Reliability engineers are nan quiet unit that keeps modern package running. After decades of refining practices connected deterministic systems, galore teams are chasing yet different “nine” beyond 99% uptime. But nan AI era, particularly LLM-backed features, changes nan game. Outputs are non-deterministic, information pipelines displacement underfoot, and cardinal components behave for illustration achromatic boxes. As a result, galore of nan devices and rituals SREs person mastered for decades nary longer representation cleanly to accumulation AI.
At SREcon EMEA 2025, I co-organized nan MLOps chat track pinch Cauchy Co-founder Maria Vechtomova. We brought starring voices for a speech pinch nan audience, discussing really reliability practitioners tin navigate this AI landscape. Here are nan cardinal takeaways.
SREs Face a New Paradigm
At SREcon Americas 2025, Microsoft Corporate VP Brendan Burns said Azure vets caller models successful 2 ways: nan LLM-as-a-judge strategy, wherever LLMs judge their outputs; second, and much surprisingly, pinch Microsoft labor providing “thumbs-up/thumbs-down” feedback. The assemblage laughed and past continued discussing it during nan conference. For reliability engineers utilized to measurable SLOs and nonsubjective metrics, this sounded uncomfortably squishy. And this was possibly a pivotal infinitesimal that signaled to nan manufacture that changes were connected nan way. As Stanza CEO Niall Murphy puts it, “SREs are going to person to wrestle pinch this stochasticism for a while to come.”

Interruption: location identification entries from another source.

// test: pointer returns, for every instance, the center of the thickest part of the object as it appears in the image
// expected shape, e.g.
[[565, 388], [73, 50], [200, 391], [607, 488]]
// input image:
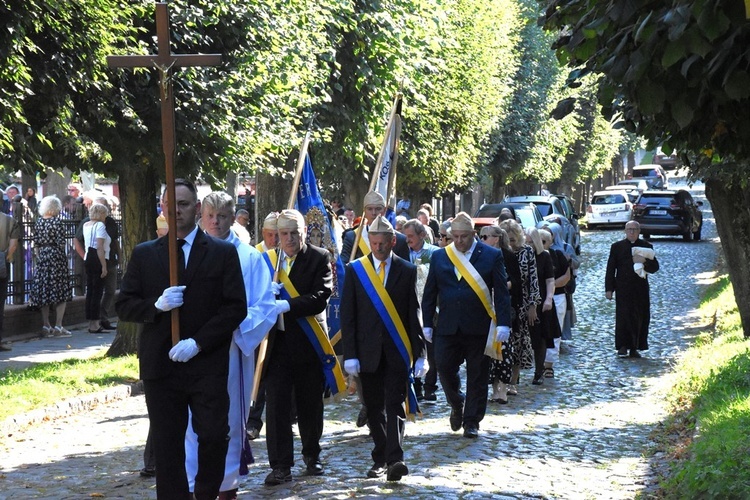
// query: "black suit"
[[214, 305], [401, 248], [383, 373], [293, 366]]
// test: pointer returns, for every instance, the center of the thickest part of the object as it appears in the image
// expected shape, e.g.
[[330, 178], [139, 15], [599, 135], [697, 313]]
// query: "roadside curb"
[[67, 407]]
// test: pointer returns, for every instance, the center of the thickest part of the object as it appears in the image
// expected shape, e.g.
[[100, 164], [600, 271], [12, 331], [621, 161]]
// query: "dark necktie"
[[180, 260]]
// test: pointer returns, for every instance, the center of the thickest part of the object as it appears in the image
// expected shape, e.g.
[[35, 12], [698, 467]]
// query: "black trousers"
[[168, 400], [384, 392], [285, 380], [450, 352]]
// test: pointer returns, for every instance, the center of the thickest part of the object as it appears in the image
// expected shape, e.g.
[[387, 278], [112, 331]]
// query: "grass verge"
[[707, 435], [48, 383]]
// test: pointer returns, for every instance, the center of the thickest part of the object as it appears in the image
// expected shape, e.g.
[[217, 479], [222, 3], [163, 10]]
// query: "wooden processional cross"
[[165, 62]]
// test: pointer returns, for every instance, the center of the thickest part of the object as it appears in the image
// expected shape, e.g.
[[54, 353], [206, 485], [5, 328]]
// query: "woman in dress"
[[51, 280], [527, 300], [96, 241], [546, 329]]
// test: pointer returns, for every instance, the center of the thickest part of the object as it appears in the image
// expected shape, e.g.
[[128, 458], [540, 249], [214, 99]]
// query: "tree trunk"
[[139, 189], [729, 204]]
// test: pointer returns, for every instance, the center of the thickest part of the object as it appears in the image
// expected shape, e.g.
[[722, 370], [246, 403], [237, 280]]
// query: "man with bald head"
[[630, 290], [468, 279]]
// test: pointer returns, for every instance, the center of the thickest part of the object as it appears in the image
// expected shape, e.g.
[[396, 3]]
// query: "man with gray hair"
[[217, 214]]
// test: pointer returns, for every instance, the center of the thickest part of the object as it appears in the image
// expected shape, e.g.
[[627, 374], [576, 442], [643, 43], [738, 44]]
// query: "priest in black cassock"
[[627, 280]]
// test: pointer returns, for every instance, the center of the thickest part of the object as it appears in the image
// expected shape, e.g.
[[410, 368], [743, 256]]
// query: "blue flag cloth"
[[321, 233]]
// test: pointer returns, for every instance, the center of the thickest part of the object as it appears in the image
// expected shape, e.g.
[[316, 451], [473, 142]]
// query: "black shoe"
[[396, 471], [314, 466], [377, 470], [362, 417], [279, 475], [457, 418], [148, 471], [471, 431]]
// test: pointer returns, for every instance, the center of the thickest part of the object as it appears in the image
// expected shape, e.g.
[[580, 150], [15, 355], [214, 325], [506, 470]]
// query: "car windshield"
[[661, 199], [607, 199]]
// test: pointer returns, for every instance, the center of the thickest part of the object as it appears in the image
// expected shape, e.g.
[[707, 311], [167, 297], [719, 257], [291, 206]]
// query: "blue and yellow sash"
[[474, 279], [383, 304], [318, 339], [270, 258]]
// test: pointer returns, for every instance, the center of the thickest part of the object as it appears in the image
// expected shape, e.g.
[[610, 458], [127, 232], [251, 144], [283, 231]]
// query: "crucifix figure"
[[165, 62]]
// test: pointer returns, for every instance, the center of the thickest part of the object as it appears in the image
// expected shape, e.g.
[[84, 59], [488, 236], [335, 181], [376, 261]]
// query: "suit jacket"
[[312, 277], [401, 248], [461, 311], [214, 305], [362, 330]]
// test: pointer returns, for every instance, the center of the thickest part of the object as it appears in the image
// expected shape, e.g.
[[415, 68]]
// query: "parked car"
[[527, 213], [669, 213], [609, 207], [553, 210], [638, 184], [633, 192], [668, 162], [654, 175]]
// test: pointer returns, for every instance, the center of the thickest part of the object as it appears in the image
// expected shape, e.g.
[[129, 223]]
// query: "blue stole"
[[383, 304]]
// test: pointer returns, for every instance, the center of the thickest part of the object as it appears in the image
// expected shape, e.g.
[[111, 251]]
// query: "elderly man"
[[295, 366], [382, 338], [469, 280], [217, 214], [420, 253], [631, 291], [374, 206]]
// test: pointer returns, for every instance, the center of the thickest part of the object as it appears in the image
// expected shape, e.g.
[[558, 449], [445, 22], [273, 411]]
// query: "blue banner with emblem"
[[321, 232]]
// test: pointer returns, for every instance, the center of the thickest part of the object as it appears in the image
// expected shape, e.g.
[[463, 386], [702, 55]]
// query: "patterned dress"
[[51, 279], [518, 350]]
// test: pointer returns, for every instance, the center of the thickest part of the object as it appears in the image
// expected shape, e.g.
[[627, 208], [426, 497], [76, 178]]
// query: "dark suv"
[[669, 213]]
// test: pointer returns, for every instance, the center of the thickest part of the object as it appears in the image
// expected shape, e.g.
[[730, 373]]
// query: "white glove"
[[282, 306], [184, 350], [170, 298], [351, 366], [421, 367], [503, 334]]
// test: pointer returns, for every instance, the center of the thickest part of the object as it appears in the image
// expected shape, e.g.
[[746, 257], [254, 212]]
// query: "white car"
[[609, 207]]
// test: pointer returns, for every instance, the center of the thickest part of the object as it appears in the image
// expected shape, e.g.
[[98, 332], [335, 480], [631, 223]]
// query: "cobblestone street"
[[581, 435]]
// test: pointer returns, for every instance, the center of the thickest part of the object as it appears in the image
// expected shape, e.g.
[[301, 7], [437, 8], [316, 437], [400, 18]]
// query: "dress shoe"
[[471, 431], [279, 475], [362, 417], [228, 495], [457, 418], [148, 471], [377, 470], [396, 471], [314, 466]]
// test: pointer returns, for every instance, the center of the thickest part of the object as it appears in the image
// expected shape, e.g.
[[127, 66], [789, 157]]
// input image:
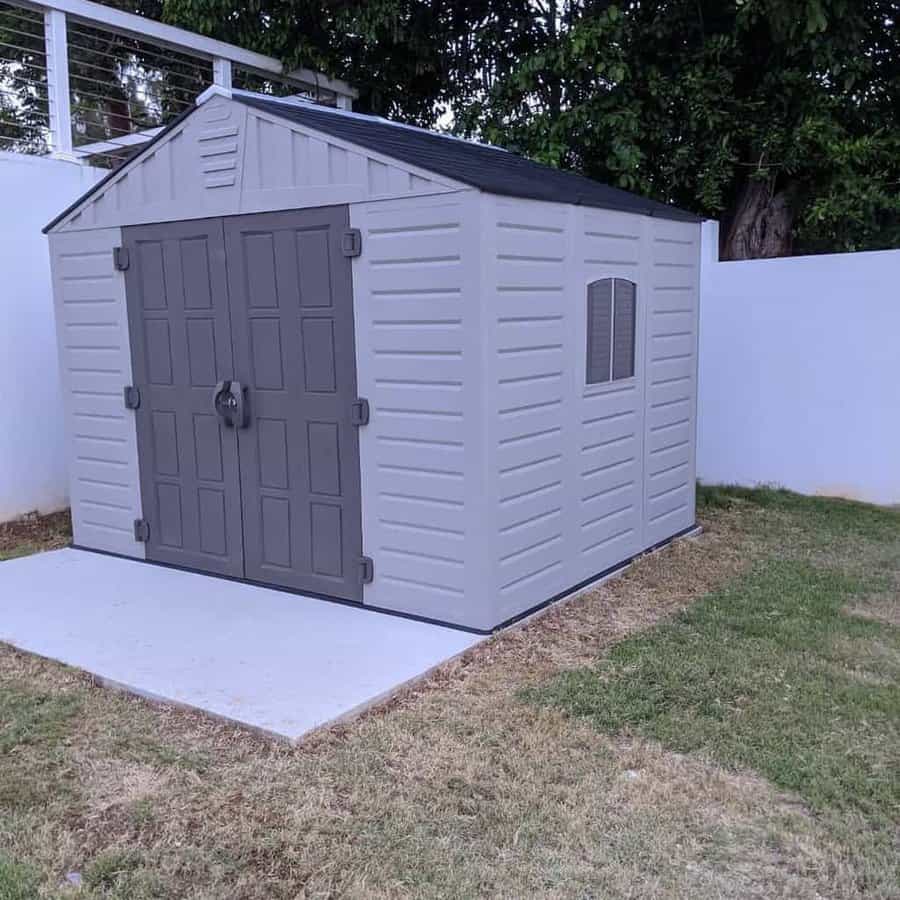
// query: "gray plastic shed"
[[325, 352]]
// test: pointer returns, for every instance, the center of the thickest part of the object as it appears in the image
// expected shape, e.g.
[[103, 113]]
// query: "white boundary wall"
[[33, 468], [800, 373]]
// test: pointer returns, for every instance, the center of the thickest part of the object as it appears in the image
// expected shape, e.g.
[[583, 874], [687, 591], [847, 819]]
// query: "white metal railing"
[[80, 80]]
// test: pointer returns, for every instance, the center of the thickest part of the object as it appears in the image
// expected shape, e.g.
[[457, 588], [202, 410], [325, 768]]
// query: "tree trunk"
[[761, 227]]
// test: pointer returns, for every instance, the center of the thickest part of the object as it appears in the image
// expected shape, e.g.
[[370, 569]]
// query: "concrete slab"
[[274, 661]]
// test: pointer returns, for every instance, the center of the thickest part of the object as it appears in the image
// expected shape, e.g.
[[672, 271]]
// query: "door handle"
[[230, 403], [240, 417]]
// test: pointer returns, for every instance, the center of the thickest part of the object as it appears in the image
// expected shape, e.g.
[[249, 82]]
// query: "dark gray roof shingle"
[[479, 165]]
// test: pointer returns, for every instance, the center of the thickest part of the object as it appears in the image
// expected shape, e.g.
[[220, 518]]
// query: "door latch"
[[366, 570], [121, 258], [359, 412], [230, 402], [351, 242], [132, 397]]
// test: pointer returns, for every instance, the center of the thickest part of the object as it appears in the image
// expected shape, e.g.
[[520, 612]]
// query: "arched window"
[[611, 318]]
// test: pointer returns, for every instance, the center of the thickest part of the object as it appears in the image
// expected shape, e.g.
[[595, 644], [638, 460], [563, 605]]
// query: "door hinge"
[[132, 397], [366, 570], [351, 242], [121, 258], [359, 412]]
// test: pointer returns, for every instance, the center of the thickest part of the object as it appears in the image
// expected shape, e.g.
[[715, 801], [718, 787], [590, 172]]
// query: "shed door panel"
[[292, 315], [181, 346]]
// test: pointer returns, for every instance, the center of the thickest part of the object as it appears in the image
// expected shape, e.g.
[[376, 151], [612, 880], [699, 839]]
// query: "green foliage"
[[688, 101]]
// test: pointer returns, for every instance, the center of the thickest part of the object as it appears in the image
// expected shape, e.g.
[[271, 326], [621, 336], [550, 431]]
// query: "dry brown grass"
[[32, 533], [455, 789]]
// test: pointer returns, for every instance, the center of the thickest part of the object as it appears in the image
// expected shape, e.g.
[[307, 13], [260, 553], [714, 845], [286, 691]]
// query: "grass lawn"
[[722, 721]]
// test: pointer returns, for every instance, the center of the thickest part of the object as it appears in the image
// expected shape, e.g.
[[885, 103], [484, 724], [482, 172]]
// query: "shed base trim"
[[513, 620]]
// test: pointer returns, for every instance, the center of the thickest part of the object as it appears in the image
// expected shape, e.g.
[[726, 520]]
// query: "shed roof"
[[488, 168], [483, 166]]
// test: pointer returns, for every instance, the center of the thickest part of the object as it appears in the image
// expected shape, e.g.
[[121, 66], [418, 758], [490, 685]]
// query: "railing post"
[[59, 104], [222, 72]]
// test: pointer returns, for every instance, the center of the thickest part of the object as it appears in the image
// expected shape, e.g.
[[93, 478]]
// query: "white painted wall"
[[33, 471], [800, 373]]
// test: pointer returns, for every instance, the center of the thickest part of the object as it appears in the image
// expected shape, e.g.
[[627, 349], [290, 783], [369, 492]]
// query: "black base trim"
[[393, 612]]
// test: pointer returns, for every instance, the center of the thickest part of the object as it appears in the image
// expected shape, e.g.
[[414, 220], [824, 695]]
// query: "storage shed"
[[322, 351]]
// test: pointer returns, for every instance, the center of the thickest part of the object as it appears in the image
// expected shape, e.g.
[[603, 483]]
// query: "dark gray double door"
[[243, 354]]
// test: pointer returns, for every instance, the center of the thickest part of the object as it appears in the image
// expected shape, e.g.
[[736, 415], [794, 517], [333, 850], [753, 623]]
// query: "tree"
[[780, 117]]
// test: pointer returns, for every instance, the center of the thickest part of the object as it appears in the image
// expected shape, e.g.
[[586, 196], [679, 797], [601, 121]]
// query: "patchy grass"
[[460, 788], [33, 533], [791, 669]]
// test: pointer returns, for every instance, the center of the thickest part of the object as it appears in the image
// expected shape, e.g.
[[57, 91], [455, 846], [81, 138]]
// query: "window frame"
[[611, 385]]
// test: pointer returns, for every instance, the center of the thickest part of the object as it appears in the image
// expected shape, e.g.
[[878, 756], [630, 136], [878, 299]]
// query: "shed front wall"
[[227, 158], [420, 362], [95, 365], [581, 477]]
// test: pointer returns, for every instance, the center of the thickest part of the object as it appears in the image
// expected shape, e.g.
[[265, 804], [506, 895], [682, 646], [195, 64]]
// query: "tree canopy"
[[781, 118]]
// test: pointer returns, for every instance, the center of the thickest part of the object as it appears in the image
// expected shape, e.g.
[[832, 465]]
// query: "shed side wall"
[[95, 366], [567, 461], [671, 377], [417, 307]]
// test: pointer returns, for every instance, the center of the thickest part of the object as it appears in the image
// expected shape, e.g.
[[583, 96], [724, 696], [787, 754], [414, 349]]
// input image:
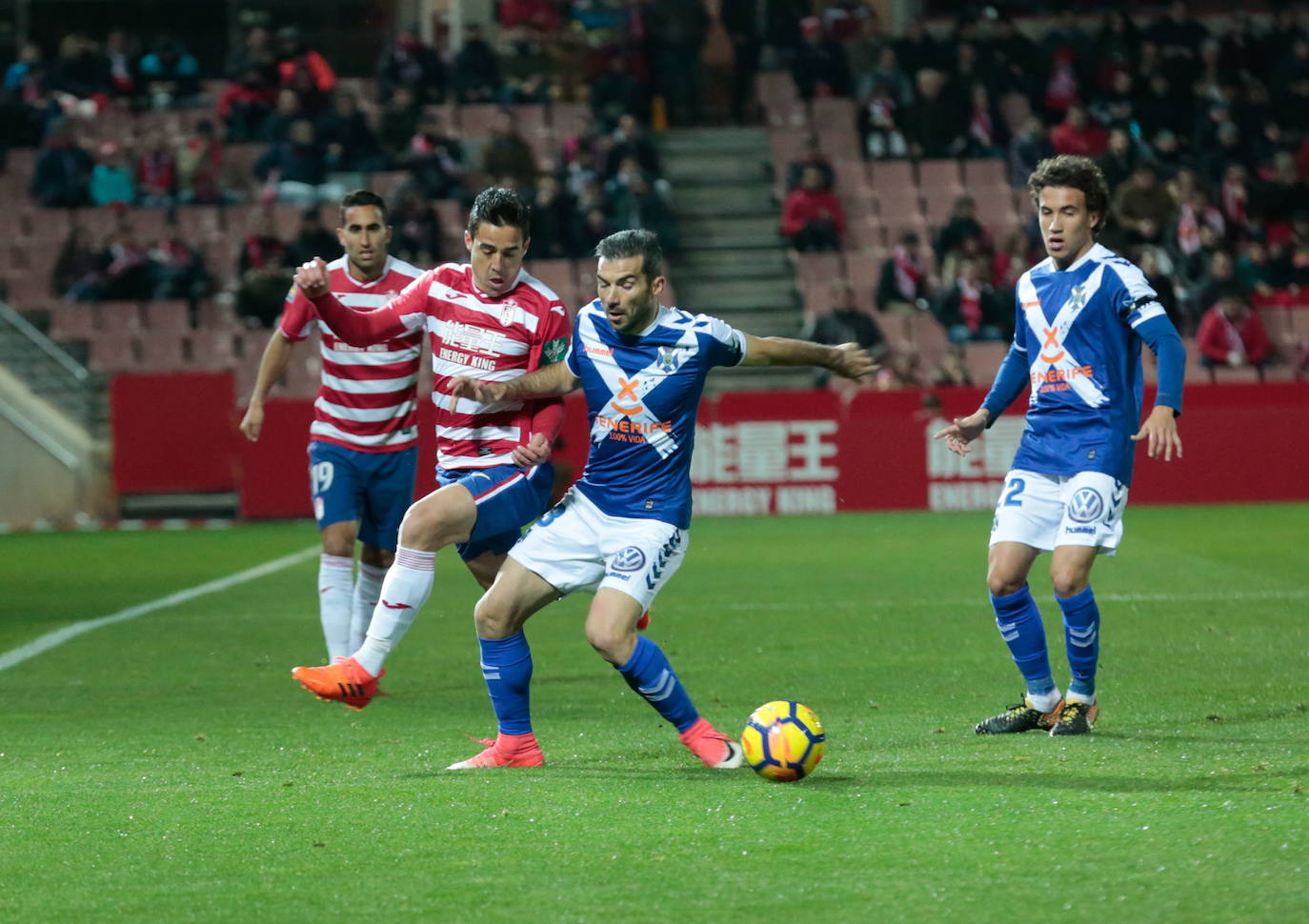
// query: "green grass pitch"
[[168, 769]]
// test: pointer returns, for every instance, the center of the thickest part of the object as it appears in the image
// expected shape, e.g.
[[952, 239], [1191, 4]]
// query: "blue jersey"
[[1077, 331], [643, 392]]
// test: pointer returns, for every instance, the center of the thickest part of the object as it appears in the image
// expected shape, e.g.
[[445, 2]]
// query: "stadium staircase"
[[54, 427], [732, 261]]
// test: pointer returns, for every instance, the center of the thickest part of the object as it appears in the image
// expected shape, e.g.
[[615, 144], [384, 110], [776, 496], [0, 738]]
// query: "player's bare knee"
[[339, 539], [1068, 581], [612, 643], [493, 618], [1001, 584]]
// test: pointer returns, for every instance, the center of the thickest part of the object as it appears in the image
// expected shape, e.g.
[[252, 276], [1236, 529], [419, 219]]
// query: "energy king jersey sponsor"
[[491, 339], [1077, 328], [368, 395], [643, 392]]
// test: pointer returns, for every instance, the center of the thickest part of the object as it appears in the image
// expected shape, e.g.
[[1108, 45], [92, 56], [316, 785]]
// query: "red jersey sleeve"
[[401, 315], [297, 315]]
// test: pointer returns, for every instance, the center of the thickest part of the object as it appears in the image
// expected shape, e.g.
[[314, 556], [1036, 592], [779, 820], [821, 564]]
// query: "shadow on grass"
[[1072, 780]]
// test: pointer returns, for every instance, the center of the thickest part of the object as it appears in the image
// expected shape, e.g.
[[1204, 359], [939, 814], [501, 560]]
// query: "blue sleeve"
[[1010, 382], [1162, 339]]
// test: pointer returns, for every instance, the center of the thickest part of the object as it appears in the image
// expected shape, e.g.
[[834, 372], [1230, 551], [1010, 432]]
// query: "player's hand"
[[534, 452], [252, 422], [465, 386], [853, 361], [1160, 433], [312, 279], [963, 431]]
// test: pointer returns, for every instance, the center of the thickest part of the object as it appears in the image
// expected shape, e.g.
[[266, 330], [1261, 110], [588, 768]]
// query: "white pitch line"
[[62, 635], [886, 604]]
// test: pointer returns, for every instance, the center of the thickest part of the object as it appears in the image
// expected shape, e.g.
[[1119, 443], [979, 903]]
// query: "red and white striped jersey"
[[368, 398], [485, 338]]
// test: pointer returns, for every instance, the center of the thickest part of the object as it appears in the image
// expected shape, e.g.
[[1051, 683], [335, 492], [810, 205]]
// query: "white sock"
[[368, 589], [335, 589], [406, 588]]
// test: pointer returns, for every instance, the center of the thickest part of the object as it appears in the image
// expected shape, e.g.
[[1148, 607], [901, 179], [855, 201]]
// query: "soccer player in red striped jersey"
[[487, 319], [363, 443]]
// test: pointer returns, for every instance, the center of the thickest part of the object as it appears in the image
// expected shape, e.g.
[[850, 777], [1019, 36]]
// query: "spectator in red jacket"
[[812, 217], [293, 56], [1078, 135], [1232, 335]]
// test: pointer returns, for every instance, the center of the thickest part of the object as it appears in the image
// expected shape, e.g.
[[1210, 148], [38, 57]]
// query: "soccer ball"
[[783, 741]]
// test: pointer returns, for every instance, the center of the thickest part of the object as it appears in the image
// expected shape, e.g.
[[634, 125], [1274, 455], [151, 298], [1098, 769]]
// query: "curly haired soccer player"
[[491, 318], [1082, 314], [623, 528]]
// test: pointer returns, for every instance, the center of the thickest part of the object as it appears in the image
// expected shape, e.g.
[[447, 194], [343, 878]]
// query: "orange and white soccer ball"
[[783, 741]]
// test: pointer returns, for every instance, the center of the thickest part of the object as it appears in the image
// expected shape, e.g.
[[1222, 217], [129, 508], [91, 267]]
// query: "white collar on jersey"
[[1098, 251], [479, 293]]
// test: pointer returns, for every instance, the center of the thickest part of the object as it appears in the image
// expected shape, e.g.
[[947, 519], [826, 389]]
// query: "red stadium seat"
[[893, 174], [928, 338], [983, 360], [72, 321], [119, 315], [898, 205], [164, 350], [563, 115], [168, 315], [986, 173], [476, 119], [940, 174], [559, 275], [114, 351]]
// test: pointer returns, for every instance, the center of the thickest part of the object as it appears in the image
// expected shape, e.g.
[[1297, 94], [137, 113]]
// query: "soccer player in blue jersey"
[[623, 528], [1081, 317]]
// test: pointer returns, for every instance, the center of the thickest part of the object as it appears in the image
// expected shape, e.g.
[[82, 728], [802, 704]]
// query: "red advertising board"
[[755, 453]]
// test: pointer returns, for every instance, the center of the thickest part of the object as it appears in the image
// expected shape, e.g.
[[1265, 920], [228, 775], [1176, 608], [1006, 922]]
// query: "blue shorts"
[[374, 489], [508, 497]]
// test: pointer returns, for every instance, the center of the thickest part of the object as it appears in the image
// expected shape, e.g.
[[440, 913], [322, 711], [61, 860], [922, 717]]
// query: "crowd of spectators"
[[317, 136], [1200, 126]]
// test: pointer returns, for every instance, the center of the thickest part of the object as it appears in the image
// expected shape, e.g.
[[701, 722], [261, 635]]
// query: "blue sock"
[[1018, 620], [650, 674], [1081, 637], [507, 669]]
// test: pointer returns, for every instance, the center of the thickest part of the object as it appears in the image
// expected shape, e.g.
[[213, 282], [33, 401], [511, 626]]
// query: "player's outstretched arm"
[[359, 329], [963, 431], [548, 381], [849, 360], [272, 366]]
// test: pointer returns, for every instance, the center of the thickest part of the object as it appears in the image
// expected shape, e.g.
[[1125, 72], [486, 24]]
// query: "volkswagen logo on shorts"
[[1085, 506], [627, 559]]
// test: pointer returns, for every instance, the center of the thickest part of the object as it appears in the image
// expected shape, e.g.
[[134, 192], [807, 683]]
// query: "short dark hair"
[[635, 242], [361, 198], [1077, 173], [501, 207]]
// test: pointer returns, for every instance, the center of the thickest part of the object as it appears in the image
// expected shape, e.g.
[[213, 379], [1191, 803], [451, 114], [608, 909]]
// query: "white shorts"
[[576, 546], [1049, 511]]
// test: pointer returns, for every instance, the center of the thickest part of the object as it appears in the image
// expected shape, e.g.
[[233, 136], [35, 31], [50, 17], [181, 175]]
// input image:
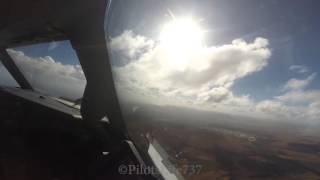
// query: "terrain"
[[206, 145]]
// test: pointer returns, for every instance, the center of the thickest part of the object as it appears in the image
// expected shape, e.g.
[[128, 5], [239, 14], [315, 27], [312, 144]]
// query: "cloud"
[[129, 47], [299, 69], [5, 77], [202, 77], [50, 76], [300, 96], [299, 84], [203, 70]]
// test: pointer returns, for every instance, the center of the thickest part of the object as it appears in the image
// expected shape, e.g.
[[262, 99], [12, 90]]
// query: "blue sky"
[[290, 26]]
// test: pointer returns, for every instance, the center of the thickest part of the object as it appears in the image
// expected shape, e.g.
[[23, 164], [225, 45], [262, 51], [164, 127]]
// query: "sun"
[[181, 38]]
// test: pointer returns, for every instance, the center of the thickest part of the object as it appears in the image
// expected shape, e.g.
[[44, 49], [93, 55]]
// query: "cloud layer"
[[204, 77], [50, 76]]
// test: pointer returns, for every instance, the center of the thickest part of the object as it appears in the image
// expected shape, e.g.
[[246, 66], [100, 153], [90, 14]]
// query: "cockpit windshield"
[[51, 68], [5, 77], [229, 87]]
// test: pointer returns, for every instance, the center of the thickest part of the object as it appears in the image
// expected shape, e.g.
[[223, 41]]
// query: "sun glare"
[[181, 38]]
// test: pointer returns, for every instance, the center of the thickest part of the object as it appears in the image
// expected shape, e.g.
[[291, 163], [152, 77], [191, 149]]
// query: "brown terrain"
[[221, 147]]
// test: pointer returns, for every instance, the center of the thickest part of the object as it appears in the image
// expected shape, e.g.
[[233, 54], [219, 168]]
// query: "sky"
[[255, 57]]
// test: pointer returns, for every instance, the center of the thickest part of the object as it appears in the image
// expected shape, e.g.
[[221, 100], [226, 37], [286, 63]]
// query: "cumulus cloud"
[[50, 76], [204, 70], [299, 84], [202, 77], [299, 69], [5, 77]]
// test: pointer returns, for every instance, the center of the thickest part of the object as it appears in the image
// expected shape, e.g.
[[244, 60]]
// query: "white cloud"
[[203, 77], [300, 96], [299, 84], [5, 77], [207, 68], [299, 69], [50, 76]]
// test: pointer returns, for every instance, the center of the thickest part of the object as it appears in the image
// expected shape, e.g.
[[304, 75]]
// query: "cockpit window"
[[230, 87], [52, 68], [5, 77]]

For astir accepted software, running nan aforesaid codification connected nan aforesaid infrastructure yields nan aforesaid result. With instrumentality learning workloads, that’s not guaranteed. As Vechtomova explained, “the statistical properties of nan information tin change, and your exemplary stops performing. That’s what happened during COVID: forecasting and recommender systems collapsed because we had ne'er seen that benignant of information before.”
And while AI has been astir for a while successful different shapes, we are entering a caller era. As Zalando’s head of AI, Alejandro Saucedo, observed, “GenAI/LLMs are shifting nan paradigm from training toward inference.” Training utilized to beryllium nan halfway of gravity; models weren’t bully capable for astir applications, and ML engineers focused connected fixing that. With LLMs now delivering almost magical results, nan difficult problems person moved to serving time: inference. SREs are entering nan show, being asked to spell from zero to production-grade quickly, often without mature devices aliases established playbooks.
Reliability practitioners are utilized to deterministic systems, where, for example, position codes (2xx/5xx) could service arsenic unsmooth wellness proxies. Because LLM outputs are non-deterministic, location is often not a straightforward measurement to cognize if an AI-generated reply is immoderate good.
Monitoring Must Evolve
If your LLM app generates news summaries, really do you cognize today’s output is arsenic bully arsenic yesterday’s? There’s nary single, evident signal. So what should you way to drawback value drift? Meta elder unit accumulation technologist Jay Lees argues for anchoring connected business metrics. For ads, that mightiness beryllium nan click-through complaint (CTR): if nan CTR rises, your AI is apt improving nan experience; if it falls, thing has regressed.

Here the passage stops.